Rick Snyder, politician

4/20/2011

There isn't much common ground in politics these days. But if there's one thing everyone in Michigan agrees on, it is this: Gov. Rick Snyder is not a politician.

The new governor happily says so. The media say it. Opposing Democrats say it as they try to dismiss the former venture capitalist and computer executive as a naive businessman who is in way over his head. But it should now be clear that the conventional wisdom is dead wrong.

True, Mr. Snyder never sought office or campaigned for anybody else before he ran for governor last year. Many people weren't even sure he was a Republican.

When he introduced himself to the state with a televised ad proclaiming he was "one tough nerd," experts laughed. They thought calling himself a nerd wasn't going to work in brawling Michigan. But Mr. Snyder won the GOP primary easily and breezed to a landslide victory in November.

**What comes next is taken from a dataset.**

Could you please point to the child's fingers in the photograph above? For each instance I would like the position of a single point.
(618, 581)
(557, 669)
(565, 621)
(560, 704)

Fine, the experts said. But he's bound to have no idea how to deal with Michigan's faction-ridden Legislature. Yet since he took office on New Year's Day, Governor Snyder has been a whirlwind of activity and the Legislature has been a production line for his programs.

In weeks, lawmakers passed more than a dozen new bills, the most significant of which gave vast new powers to emergency financial managers of troubled communities and school districts. Before that, he went to Washington and pulled a political coup, talking a Democratic administration into letting Michigan count $550 million Canada is offering to put up for a new Detroit River bridge as matching money for federal highway funds.

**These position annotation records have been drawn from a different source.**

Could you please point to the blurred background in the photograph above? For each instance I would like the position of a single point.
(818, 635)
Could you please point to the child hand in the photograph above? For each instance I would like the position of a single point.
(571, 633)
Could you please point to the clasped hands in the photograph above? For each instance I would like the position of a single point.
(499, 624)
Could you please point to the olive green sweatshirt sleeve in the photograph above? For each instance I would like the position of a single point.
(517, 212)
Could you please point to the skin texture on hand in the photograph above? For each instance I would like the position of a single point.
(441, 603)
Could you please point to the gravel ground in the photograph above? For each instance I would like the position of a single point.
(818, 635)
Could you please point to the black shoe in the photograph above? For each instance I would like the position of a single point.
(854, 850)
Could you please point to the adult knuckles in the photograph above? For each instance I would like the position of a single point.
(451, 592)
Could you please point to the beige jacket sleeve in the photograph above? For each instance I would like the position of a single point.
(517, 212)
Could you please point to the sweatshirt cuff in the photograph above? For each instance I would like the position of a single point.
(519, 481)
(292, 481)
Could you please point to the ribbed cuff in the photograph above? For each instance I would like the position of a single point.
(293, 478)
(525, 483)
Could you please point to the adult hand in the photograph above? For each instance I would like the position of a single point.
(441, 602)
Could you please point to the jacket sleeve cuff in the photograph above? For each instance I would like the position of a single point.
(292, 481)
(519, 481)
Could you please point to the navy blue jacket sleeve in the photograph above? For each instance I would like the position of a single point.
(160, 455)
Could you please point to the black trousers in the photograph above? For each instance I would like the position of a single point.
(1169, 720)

When state budget negotiations stalled over the governor's proposal to tax pensions, he swiftly negotiated a compromise that taxes only future pensions. That gives the governor what he wants without angering senior citizens into taking revenge against GOP lawmakers on the 2012 ballot.

Governor Snyder hasn't yet accomplished everything he's set out to do. Getting approval for the new international- crossing bridge is proving harder than expected. And it isn't clear whether his bet that slashing business taxes will help create jobs is going to pay off.

But it is clear that at age 52, Rick Snyder has become not only a politician, but so far one of the most successful that Michigan has ever seen.